The growth rate of MC flocs formed in the presence of dAOM exhibited a similar propensity to expand and then decrease as dAOM concentration increased (Figure 3). The change trend was similar to those in floc particle size, strength, and regeneration. dAOM at low concentration promotes the MC flocculation process, accelerates floc formation, increases the speed at which MC creates stable flocs, and improves the flocculation effect; a high dAOM content inhibits the flocculation process, and the floc formation rate is slow, weakening the flocculation effect. Furthermore, because the presence of algal cells accelerates the binding of the cells or particles into aggregates [29], flocs grew quicker in the algal system than in the non-algal system.

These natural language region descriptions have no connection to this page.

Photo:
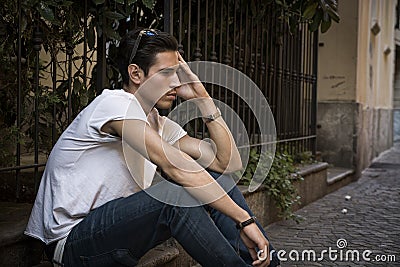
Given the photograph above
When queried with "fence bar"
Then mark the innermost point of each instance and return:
(19, 76)
(37, 45)
(314, 93)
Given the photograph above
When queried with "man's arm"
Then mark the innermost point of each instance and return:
(180, 167)
(221, 154)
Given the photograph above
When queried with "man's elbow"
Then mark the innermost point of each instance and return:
(231, 166)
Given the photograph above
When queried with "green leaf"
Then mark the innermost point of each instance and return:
(149, 3)
(46, 12)
(109, 32)
(113, 15)
(334, 15)
(91, 37)
(77, 86)
(98, 2)
(325, 25)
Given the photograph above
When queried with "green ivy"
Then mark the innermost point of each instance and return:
(279, 182)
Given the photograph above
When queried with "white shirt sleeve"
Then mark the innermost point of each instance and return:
(115, 107)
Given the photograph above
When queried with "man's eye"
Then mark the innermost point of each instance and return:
(168, 72)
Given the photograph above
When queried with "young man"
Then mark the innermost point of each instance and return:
(91, 209)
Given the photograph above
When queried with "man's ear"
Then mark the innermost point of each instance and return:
(134, 73)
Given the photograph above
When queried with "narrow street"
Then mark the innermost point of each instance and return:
(358, 225)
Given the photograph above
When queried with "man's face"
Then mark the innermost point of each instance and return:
(159, 86)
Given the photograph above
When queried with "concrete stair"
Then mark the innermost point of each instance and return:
(17, 249)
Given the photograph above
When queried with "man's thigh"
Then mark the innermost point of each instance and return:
(118, 232)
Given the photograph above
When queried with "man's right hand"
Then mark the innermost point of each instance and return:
(255, 241)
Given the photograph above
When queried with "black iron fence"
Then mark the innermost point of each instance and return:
(44, 86)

3.2. Effect of dAOM on the Algal Removal Efficiency of MC

dAOM in the algal system had a substantial influence on the algal removal efficiency of MC, and as the dAOM concentration increased, the removal effectiveness of MC on algal cells steadily declined (Figure 4a). When the dispersion medium lacked dAOM or most of the dAOM was eliminated, the algal removal effectiveness of MC after three hours of flocculation reached approximately 80%, and the algal removal effect was better. In contrast, when the concentration of dAOM was high, it inhibited the algal removal effect of MC. To obtain the same algal removal efficacy in each experimental group, the dose of MC had to increase as the concentration of dAOM rose (Figure 4b). When the dAOM concentration was low, dAOM had little effect on the algal removal effect of MC; when the dAOM concentration was high, dAOM may have interacted with MC, attenuating the algal removal effect of MC, reducing the effective concentration of MC for algae removal, and raising the dose of MC.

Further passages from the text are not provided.